これがフュンフであったなら、第二の暁になったかのように半狂乱でディルの生存方法を探しただろう。
ヴァリンならばその胸に細剣を突き立てる事くらい簡単に出来る筈だった。――でも、もう彼は居ない。
自分が冷血だと侮られているようで癪に障る。けれど、それもディルは笑顔で注釈を加えて来る。

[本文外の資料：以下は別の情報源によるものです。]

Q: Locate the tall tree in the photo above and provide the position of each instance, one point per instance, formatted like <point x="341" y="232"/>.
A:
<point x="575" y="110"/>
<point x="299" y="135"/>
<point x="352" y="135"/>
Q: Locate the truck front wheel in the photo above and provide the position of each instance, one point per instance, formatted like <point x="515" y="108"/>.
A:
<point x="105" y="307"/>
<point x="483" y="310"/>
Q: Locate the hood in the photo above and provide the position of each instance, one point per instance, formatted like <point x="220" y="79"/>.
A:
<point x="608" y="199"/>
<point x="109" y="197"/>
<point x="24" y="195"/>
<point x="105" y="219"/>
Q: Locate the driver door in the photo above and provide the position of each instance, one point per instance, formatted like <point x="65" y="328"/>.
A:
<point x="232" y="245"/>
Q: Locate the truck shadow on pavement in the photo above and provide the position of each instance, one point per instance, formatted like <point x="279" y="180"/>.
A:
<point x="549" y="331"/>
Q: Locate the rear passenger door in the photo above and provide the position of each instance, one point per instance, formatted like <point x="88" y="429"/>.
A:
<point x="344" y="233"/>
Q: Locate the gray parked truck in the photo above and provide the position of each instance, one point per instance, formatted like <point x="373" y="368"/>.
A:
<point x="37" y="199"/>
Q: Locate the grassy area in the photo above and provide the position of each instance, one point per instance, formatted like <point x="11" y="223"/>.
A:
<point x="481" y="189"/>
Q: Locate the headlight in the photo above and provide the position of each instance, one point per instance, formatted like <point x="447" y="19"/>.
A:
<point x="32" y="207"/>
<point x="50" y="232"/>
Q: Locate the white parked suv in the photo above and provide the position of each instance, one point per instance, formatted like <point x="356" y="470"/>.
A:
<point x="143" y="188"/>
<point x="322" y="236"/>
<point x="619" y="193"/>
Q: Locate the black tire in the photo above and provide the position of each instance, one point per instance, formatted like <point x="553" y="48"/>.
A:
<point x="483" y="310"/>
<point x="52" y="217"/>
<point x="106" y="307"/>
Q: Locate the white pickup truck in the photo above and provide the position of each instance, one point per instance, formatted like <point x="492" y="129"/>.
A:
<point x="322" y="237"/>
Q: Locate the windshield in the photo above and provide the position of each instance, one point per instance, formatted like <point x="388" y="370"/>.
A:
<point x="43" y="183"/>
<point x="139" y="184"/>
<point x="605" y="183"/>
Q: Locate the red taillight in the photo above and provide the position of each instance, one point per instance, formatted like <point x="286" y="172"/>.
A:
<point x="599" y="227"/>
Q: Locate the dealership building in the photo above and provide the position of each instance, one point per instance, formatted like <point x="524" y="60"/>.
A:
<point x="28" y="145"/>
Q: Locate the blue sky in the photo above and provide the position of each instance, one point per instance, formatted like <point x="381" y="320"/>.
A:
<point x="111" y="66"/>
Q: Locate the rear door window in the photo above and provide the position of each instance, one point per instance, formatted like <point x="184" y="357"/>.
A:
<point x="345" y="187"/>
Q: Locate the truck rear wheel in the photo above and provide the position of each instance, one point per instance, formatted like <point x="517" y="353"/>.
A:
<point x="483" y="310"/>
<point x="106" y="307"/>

「長く生きた汝だからこそ、命の引き際を見極められるであろう……?」
「……」
「早く……頼む。ああ、寒い」
笑顔の彼は、更に強く妻を抱き締めた。
「……アルギンの居ない世界は………やはり、寒いな……」
「……」
その温もりを奪ったのは自分だろう――もう、こんな嘲りも意味を持たない。
何が悪かったのだろう。ディルの凶行を止められなかった自分が悪いのか。それとも、暁を激情のままに殺してしまって、アルギンを助ける手段を消してしまった自分が悪いのか。何処から悪かったのか、何が悪かったのか。

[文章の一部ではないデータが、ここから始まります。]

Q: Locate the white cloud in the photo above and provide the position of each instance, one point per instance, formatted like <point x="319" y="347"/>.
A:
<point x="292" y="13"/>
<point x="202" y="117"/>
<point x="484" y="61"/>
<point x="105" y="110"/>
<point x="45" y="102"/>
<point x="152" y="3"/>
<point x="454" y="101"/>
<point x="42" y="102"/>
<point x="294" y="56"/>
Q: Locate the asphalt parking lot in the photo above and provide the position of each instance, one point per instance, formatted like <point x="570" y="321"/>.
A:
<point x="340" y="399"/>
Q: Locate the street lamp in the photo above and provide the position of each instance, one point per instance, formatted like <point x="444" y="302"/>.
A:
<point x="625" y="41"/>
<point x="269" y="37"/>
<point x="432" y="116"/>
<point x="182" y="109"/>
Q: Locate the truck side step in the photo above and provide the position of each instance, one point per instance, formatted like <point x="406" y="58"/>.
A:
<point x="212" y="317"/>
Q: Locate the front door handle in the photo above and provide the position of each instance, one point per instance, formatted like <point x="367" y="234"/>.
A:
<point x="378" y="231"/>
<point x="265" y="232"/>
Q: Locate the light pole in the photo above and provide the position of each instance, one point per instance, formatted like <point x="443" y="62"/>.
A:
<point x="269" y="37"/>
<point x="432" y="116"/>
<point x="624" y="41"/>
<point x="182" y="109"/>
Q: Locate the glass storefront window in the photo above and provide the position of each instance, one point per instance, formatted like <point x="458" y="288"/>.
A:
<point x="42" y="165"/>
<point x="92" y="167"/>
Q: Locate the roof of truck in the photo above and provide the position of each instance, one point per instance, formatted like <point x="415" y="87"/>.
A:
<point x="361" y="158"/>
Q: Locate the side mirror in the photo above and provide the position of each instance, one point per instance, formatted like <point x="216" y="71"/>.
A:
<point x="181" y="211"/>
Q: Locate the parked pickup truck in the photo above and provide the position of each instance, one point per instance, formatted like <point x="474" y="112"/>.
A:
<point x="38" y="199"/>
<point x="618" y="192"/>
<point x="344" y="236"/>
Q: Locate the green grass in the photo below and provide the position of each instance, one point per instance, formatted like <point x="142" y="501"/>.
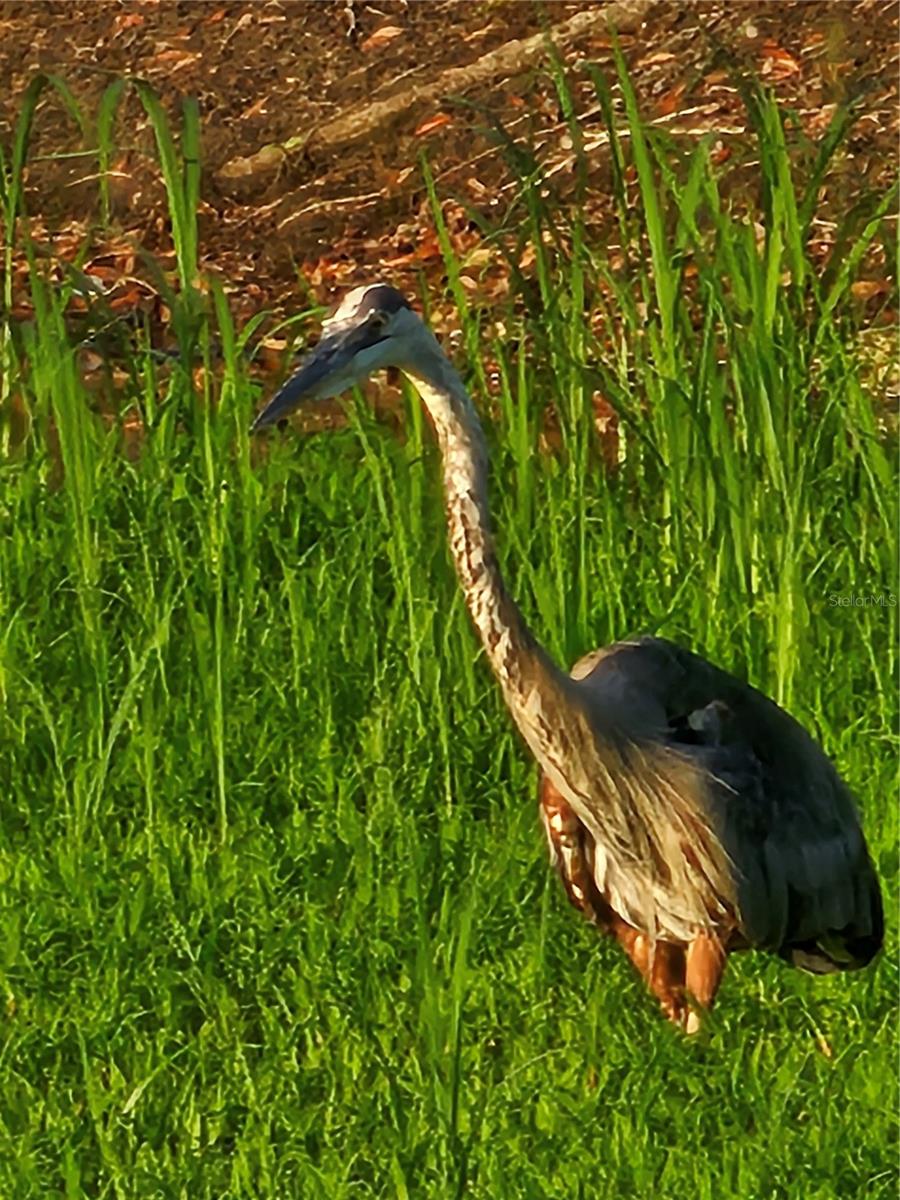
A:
<point x="276" y="918"/>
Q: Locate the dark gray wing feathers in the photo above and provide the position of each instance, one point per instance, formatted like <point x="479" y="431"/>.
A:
<point x="787" y="822"/>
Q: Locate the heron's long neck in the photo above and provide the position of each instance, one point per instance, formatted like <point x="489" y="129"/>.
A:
<point x="529" y="679"/>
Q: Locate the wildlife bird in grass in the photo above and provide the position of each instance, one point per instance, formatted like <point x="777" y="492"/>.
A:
<point x="687" y="814"/>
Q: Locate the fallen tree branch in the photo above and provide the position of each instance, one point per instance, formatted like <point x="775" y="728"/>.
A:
<point x="363" y="120"/>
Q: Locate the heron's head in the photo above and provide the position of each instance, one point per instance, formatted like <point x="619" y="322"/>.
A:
<point x="372" y="328"/>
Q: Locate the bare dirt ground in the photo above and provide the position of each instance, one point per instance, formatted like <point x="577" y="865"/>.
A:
<point x="315" y="117"/>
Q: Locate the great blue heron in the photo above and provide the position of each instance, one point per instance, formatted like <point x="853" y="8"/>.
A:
<point x="688" y="815"/>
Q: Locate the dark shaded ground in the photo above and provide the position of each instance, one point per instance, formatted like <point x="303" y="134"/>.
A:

アクエリアの頭の中は一瞬そればかりが支配したけれど。
「……分かりました」
その時点で、無言でラドンナは部屋を出て行く。何か、重大な何かを見届けた後のように。
人形を無視して、開いた手に炎を呼び出すアクエリア。
「後悔するなよ。俺の夢見が悪くなるからな」
「……ああ」
「お前を、……一時期、恋敵に認定しそうになった自分が嫌になる。お前みたいなのを、ミュゼが好きになる訳が無いのにな」
その手の中の炎が、何処へ向かうのかは分かり切った話で。
それでも、ディルは動かない。
「……分かり切った話。そうだな、我も、同じことを思う」
「あぁ? ……余裕かよ、ディル」
「ミョゾティスは、……あの者は、アルギンに、似ている。見た目も、酒の好みも、誰かを一途に想う心も」
見せる表情は、変わらず笑顔だ。
アクエリアにはまだ理由も分からない、その余裕に腹が立つ。
「……我等に、よく似ていると思わないかえ?」
「……」
返事は、しなかった。
肯定しても否定しても、ディルの反応は分かっていた。
これ以上、心を乱されたくなかった。死に行く者に乱される心など、無い方がマシだ。
「俺も」
返事の代わりに、言葉を手向ける。
それがディルに向けた最期の言葉になった。